SAT observed that complaints were filed six years ago against 16 listed entities, including the registered intermediaries, but were disposed of by the regulator without settling the case.
The Securities and Appellate Tribunal (SAT) has hauled up the Securities and Exchange Board of India (Sebi) for giving computer-generated response to investor complaints filed on its online platform Scores and for disposing of the matter without settling the case.
“We find the approach adopted by Sebi to be a strange one.
"Such computer-generated disposal of a serious complaint speaks volumes on the conduct in treating the minority shareholders in this shabby manner,” the tribunal said while delivering a judgment on a matter related to an investor complaint.
It said that disposal of the complaints by the markets regulator was merely an eyewash.
Scores is an online platform designed to help investors lodge their complaints pertaining to the securities market.
All complaints received by Sebi against listed companies and market intermediaries are dealt with through this mechanism.
The tribunal observed that complaints were filed six years ago against 16 listed entities, including the registered intermediaries, but were disposed of by the regulator without settling the case.

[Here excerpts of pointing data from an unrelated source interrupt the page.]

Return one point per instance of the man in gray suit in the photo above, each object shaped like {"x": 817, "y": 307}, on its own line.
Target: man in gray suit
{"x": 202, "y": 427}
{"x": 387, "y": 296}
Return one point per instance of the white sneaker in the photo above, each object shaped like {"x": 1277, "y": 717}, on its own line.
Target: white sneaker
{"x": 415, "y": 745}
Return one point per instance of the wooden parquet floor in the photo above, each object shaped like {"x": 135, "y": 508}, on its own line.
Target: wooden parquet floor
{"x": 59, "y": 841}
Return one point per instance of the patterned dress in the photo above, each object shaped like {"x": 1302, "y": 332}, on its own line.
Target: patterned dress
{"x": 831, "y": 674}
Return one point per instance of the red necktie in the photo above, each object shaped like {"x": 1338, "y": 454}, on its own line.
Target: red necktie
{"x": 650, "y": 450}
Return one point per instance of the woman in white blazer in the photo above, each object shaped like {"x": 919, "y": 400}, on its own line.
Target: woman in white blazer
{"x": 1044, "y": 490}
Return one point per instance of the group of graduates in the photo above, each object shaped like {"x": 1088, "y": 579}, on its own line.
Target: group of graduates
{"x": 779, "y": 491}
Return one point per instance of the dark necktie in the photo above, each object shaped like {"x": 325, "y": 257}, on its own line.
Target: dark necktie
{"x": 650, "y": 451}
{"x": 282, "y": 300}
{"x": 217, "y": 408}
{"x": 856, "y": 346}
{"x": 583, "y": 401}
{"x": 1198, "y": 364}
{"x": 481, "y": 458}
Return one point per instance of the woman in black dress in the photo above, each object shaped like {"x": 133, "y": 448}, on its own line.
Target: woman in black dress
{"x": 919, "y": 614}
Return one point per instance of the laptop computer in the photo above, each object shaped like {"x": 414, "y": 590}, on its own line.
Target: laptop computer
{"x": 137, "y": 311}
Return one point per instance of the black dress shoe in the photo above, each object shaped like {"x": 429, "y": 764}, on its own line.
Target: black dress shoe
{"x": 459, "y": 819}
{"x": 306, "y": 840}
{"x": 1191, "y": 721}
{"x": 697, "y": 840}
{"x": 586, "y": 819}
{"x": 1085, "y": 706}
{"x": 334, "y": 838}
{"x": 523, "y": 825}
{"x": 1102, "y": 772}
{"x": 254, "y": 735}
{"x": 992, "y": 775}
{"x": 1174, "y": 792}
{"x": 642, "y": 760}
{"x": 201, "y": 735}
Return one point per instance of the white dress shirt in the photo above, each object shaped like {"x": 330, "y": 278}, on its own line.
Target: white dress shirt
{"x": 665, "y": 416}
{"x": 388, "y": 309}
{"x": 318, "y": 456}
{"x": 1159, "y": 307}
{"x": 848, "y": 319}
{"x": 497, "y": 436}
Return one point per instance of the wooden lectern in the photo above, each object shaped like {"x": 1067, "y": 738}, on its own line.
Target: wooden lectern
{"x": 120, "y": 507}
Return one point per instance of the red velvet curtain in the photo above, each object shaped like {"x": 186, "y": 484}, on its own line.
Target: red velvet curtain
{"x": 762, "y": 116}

“It seems that the respondents have lost sight of the mandate provided to them under Section 11 of the Sebi Act which mandates it to safeguard the interest of the investors.
"Disposal of the complaint in this manner in the instant case indicates non-application of mind and non-consideration of the interest of the investors,” SAT said in an order.
“We have no hesitation in stating that the Sebi as a regulator in the instant case has not performed its duties and has kept the complaint pending for more than six years which speaks volumes by itself.”
It added the “tribunal fails to fathom as to why the complaint could not have been decided unless Sebi officials had a vested interest in not deciding the matter”.
The matter pertains to a complaint filed in 2013 by minority public shareholders of three companies - Bharat Nidhi (BNL), PNB Finance and Camac Commercial - for non-disclosure of promoter shareholding of BNL and also the violation of minimum public shareholding requirement by BNL.
BNL, PNBF and Camac hold 24.41 per cent, 9.29 per cent and 13.3 per cent shares, respectively, in Bennett, Coleman & Co (BCCL).
The contention of the complainant was that the three companies are owned and controlled by Vineet Jain, Samir Jain and their family members, who are the managing directors of BCCL.
Replying to this, Sebi said the information submitted by the appellants would be analysed and investigation would be made in a holistic manner but, on the other hand, it would neither confirm nor deny the existence of any investigation conducted by them.
Later, the regulator disposed of the case and said the information provided by the complainants would be taken as market intelligence and would also be treated as confidential.
SAT questioned the response and asked why would the complaint be treated as market intelligence or confidential.
The tribunal on Thursday set aside the Sebi order and allowed the appeal by the complainants.
It also directed the regulator to “consider and decide the matter by a reasoned and speaking order within six weeks from the date of presentation along with the appellate order”.